QuixiAI/Devstral-Vision-Small-2507
Overview
Devstral-Vision-Small-2507 Overview
Devstral-Vision-Small-2507 is a multimodal language model developed by Eric Hartford at Quixi AI, integrating the robust coding prowess of Devstral-Small-2507 with the visual comprehension of Mistral-Small-3.2-24B-Instruct-2506. This 24 billion parameter model features a 128k token context window and is engineered for advanced software engineering tasks that require visual context.
Key Capabilities
- Vision-Augmented Coding: Analyzes screenshots, UI mockups, and designs to generate and modify code.
- Debugging with Visuals: Facilitates debugging of visual rendering issues by interpreting actual screenshots.
- Design-to-Code Conversion: Converts visual designs and wireframes directly into implementation code.
- Superior Coding Performance: Inherits Devstral's strong performance on coding tasks, including multi-file editing and codebase exploration, achieving 53.6% on SWE-Bench Verified when used with OpenHands.

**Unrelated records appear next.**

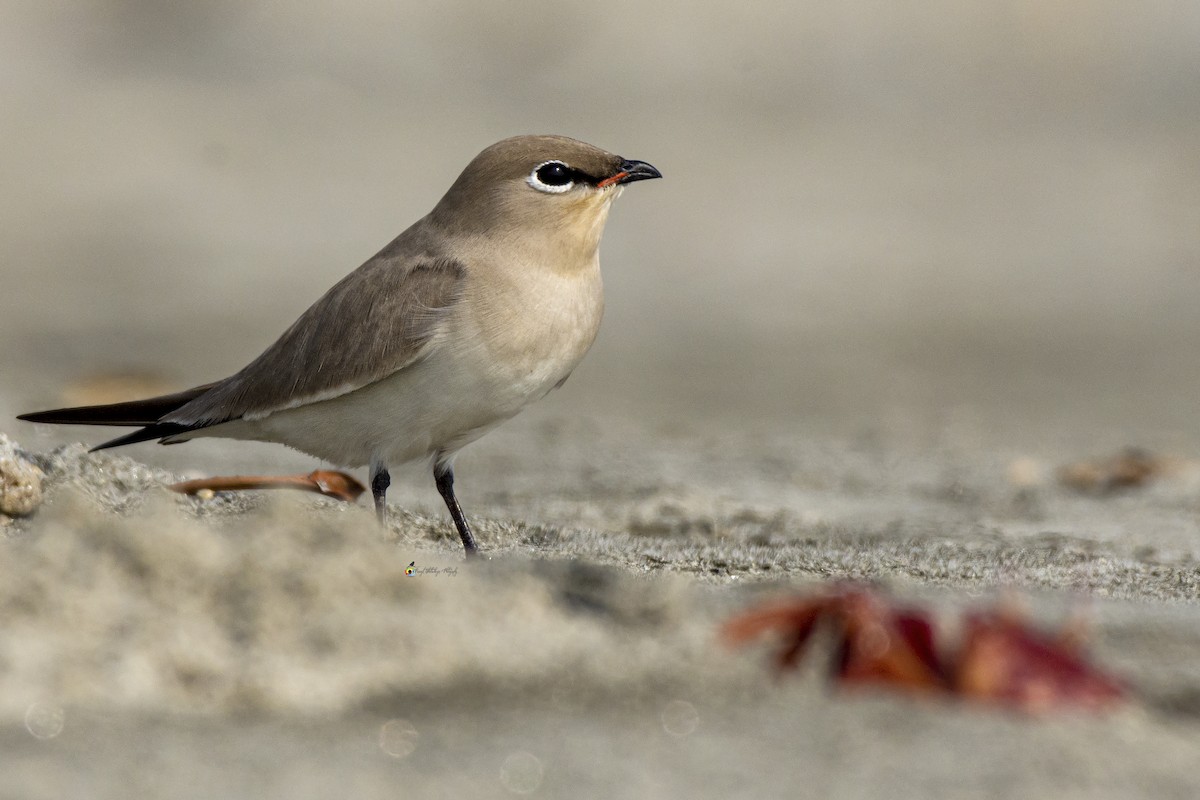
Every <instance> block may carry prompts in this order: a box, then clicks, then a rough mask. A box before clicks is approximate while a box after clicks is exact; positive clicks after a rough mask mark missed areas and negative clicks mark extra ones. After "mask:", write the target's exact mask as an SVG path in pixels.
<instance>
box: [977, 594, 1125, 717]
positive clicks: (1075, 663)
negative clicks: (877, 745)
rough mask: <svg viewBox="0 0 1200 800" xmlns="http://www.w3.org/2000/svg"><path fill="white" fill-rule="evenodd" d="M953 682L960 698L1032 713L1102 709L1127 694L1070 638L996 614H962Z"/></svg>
mask: <svg viewBox="0 0 1200 800" xmlns="http://www.w3.org/2000/svg"><path fill="white" fill-rule="evenodd" d="M954 687H955V691H956V692H958V693H959V694H961V696H962V697H965V698H970V699H976V700H983V702H989V703H998V704H1000V705H1006V706H1009V708H1015V709H1020V710H1022V711H1028V712H1031V714H1040V712H1044V711H1049V710H1052V709H1056V708H1062V706H1073V708H1081V709H1104V708H1109V706H1111V705H1114V704H1117V703H1120V702H1121V700H1122V699H1124V697H1126V694H1127V690H1126V688H1124V686H1123V685H1122V684H1121V681H1118V680H1117V679H1116V678H1114V676H1111V675H1109V674H1106V673H1104V672H1102V670H1100V669H1098V668H1097V667H1093V666H1091V664H1090V663H1087V661H1086V660H1085V658H1084V656H1082V654H1081V652H1080V651H1079V649H1078V644H1076V642H1075V640H1074V639H1068V640H1063V638H1062V637H1060V636H1057V634H1056V636H1048V634H1045V633H1043V632H1040V631H1036V630H1033V628H1031V627H1028V626H1027V625H1024V624H1021V622H1019V621H1016V620H1014V619H1010V618H1008V616H1006V615H1002V614H995V613H982V614H972V615H970V616H967V620H966V634H965V639H964V644H962V650H961V651H960V652H959V657H958V660H956V669H955V676H954Z"/></svg>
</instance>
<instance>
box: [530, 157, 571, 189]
mask: <svg viewBox="0 0 1200 800" xmlns="http://www.w3.org/2000/svg"><path fill="white" fill-rule="evenodd" d="M529 186H532V187H534V188H535V190H538V191H539V192H547V193H550V194H560V193H563V192H565V191H568V190H570V188H571V187H572V186H575V170H574V169H571V168H570V167H568V166H566V164H564V163H563V162H560V161H547V162H545V163H541V164H538V166H536V167H534V170H533V172H532V173H529Z"/></svg>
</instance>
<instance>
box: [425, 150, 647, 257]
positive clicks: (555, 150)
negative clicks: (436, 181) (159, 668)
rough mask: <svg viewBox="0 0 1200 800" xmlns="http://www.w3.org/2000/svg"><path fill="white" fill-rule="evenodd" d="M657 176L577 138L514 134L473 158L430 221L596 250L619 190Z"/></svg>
mask: <svg viewBox="0 0 1200 800" xmlns="http://www.w3.org/2000/svg"><path fill="white" fill-rule="evenodd" d="M652 178H662V175H661V173H659V170H658V169H655V168H654V167H652V166H650V164H648V163H646V162H643V161H632V160H629V158H623V157H620V156H616V155H613V154H611V152H607V151H605V150H601V149H600V148H594V146H592V145H590V144H587V143H584V142H580V140H577V139H569V138H566V137H560V136H518V137H512V138H511V139H504V140H503V142H498V143H496V144H493V145H492V146H490V148H487V149H486V150H484V151H482V152H481V154H479V155H478V156H475V158H474V160H473V161H472V162H470V163H469V164H467V168H466V169H464V170H462V174H461V175H460V176H458V180H456V181H455V182H454V186H451V187H450V191H449V192H446V194H445V197H443V198H442V201H440V203H438V205H437V207H436V209H434V210H433V213H432V216H433V218H434V221H436V222H437V223H438V224H439V225H442V227H443V228H445V229H448V230H452V231H455V233H460V234H466V235H480V236H487V237H491V239H496V237H500V239H509V237H516V239H524V240H528V239H529V237H534V236H542V237H548V240H553V241H556V242H560V243H562V245H563V246H569V247H572V248H574V247H581V248H583V249H590V251H594V249H595V247H596V246H598V245H599V241H600V234H601V233H602V231H604V223H605V221H606V219H607V217H608V206H610V205H611V203H612V200H613V199H616V197H617V196H618V194H619V193H620V190H622V187H623V186H624V185H625V184H631V182H634V181H641V180H648V179H652Z"/></svg>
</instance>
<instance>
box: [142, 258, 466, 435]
mask: <svg viewBox="0 0 1200 800" xmlns="http://www.w3.org/2000/svg"><path fill="white" fill-rule="evenodd" d="M464 277H466V269H464V267H463V265H462V264H461V263H460V261H456V260H454V259H449V258H424V259H404V258H388V257H385V255H383V254H380V255H378V257H376V258H374V259H372V260H370V261H367V263H366V264H364V265H362V266H360V267H359V269H358V270H355V271H354V272H350V273H349V275H348V276H346V277H344V278H343V279H342V281H340V282H338V283H337V284H336V285H335V287H334V288H332V289H330V290H329V291H328V293H325V295H324V296H323V297H322V299H320V300H318V301H317V302H316V303H313V305H312V307H311V308H308V311H306V312H305V313H304V314H302V315H301V317H300V319H298V320H296V321H295V324H293V325H292V327H289V329H288V330H287V331H286V332H284V333H283V336H281V337H280V338H278V341H277V342H275V344H272V345H271V347H269V348H268V349H266V351H265V353H263V354H262V355H260V356H258V357H257V359H254V360H253V361H252V362H251V363H250V365H248V366H246V368H245V369H242V371H241V372H239V373H236V374H234V375H232V377H229V378H227V379H224V380H222V381H218V383H217V384H216V385H214V386H212V389H210V390H209V391H206V392H204V393H203V395H200V396H199V397H197V398H196V399H193V401H191V402H190V403H187V404H185V405H182V407H181V408H179V409H178V410H175V411H173V413H170V414H167V415H166V416H163V417H162V422H166V423H175V425H181V426H186V427H187V428H198V427H208V426H210V425H218V423H221V422H227V421H229V420H236V419H239V417H242V416H259V415H265V414H270V413H271V411H277V410H281V409H284V408H296V407H299V405H307V404H308V403H314V402H318V401H323V399H329V398H331V397H337V396H340V395H344V393H347V392H352V391H354V390H355V389H361V387H362V386H366V385H368V384H372V383H374V381H377V380H380V379H383V378H386V377H388V375H390V374H392V373H394V372H397V371H400V369H403V368H404V367H407V366H409V365H410V363H413V362H415V361H418V360H420V359H421V357H422V356H424V355H425V353H426V351H427V348H428V345H430V343H431V342H432V339H433V337H434V336H436V335H437V332H438V330H439V329H440V324H442V320H443V319H444V318H445V315H446V313H448V312H449V311H450V308H451V307H452V306H454V305H455V303H456V302H458V300H460V299H461V296H462V283H463V279H464Z"/></svg>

- Robust Vision Understanding: Maintains Mistral-Small's capabilities in interpreting UI elements, layouts, charts, and diagrams.
Good for
- Visual Software Engineering: Ideal for tasks like building UI components from screenshots or converting design mockups to code.
- Code Review with Visual Context: Reviewing code changes alongside their visual output.
- Debugging Visual Issues: Pinpointing and resolving rendering problems using visual feedback.
- Agentic Coding Tasks: Optimized for use with frameworks like OpenHands for automated development workflows.
This model was created by surgically replacing the language model weights of Mistral-Small-3.2-24B-Instruct-2506 with those from Devstral-Small-2507, while preserving all vision components. It requires approximately 48GB of GPU memory for full precision or 24GB with 4-bit quantization.